The Baby, une série horrifique sur la maternité

Dans The Baby, un bébé démoniaque traque la femme la moins maternelle d’Angleterre.

the baby
© Prod.
Diffusion le 28 juillet à 20h30 sur Be1

Depuis longtemps, la théma­tique des enfants maléfiques est un incontournable du film d’horreur: Le village des damnés, L’exorciste…, la liste est longue. Comme son nom l’indique, The Baby a choisi un bébé comme objet de nos cauchemars. Ou plutôt celui de Natasha, alias Tash (Michelle de Swarte). Proche de la quarantaine, cette Londonienne ­célibataire rejette la maternité. Pas de chance, toutes ses copines sont déjà ­mères ou s’apprêtent à le devenir. Quand l’une d’elles gâche sa soirée poker en y amenant sa petite fille, Tash ne se prive pas d’exprimer son exaspération, quitte à se mettre tout le monde à dos. Ne ­supportant plus cet entourage peuplé de génitrices, elle décide de s’exiler quelques jours dans une cabane isolée au pied d’une falaise. C’est alors que le pire ­scénario se produit: un bébé lui tombe littéralement dans les bras. Évidemment, elle essaie de s’en débarrasser. Mais il est évident que si elle ne veut pas du ­bambin, lui, par contre, n’est pas décidé à la quitter. Et il supprimera tous les ­obstacles sur son chemin pour avoir l’exclusivité. Où sont ses parents? Pourquoi est-il si attaché à Natasha? Et surtout, pourquoi tous ceux qui croisent la route de cette jolie frimousse meurent dans des circons­tances atroces?

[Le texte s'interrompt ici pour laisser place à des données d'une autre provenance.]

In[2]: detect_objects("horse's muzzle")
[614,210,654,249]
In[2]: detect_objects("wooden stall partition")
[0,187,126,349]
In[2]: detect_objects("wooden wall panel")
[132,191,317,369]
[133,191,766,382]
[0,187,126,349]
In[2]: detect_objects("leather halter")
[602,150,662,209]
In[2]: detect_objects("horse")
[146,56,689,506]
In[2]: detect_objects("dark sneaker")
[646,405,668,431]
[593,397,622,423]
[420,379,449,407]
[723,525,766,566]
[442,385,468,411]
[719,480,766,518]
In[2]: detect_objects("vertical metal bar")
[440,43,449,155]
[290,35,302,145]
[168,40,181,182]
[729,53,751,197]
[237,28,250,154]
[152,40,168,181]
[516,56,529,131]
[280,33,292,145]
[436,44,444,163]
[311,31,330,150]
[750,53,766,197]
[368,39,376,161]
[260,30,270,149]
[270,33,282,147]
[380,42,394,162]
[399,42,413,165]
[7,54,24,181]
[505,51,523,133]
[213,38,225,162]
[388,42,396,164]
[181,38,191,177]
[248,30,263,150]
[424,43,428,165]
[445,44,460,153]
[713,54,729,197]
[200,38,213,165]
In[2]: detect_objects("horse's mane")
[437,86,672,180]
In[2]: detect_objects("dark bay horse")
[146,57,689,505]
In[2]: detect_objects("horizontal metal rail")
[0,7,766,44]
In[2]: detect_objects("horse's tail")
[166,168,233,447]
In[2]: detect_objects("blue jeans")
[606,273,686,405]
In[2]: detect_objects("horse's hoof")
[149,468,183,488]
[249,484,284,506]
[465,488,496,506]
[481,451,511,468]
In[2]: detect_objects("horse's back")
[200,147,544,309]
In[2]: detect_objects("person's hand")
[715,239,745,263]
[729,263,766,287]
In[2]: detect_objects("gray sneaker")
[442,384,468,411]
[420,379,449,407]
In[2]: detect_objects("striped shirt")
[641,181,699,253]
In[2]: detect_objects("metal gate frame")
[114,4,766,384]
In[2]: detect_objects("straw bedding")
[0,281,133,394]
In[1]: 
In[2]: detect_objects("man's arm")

La présence de ce petit être dans la vie de Tash est une allégorie claire de la nature dévorante de la parentalité. Elle ne cesse d’évoquer la perte d’autonomie des femmes menant à terme une grossesse. Au fil des huit épisodes, cette première saison approfondit la question de la maternité forcée en évitant le piège d’une femme qui se découvrirait finalement l’âme d’une mère. Bien qu’elle soit qualifiée de comédie horri­fique, la série britannique ne met pas forcément l’accent sur l’humour. En ­termes de frayeur, le travail sur la tension se révèle solide sans pour autant tomber dans l’épouvante pure et dure.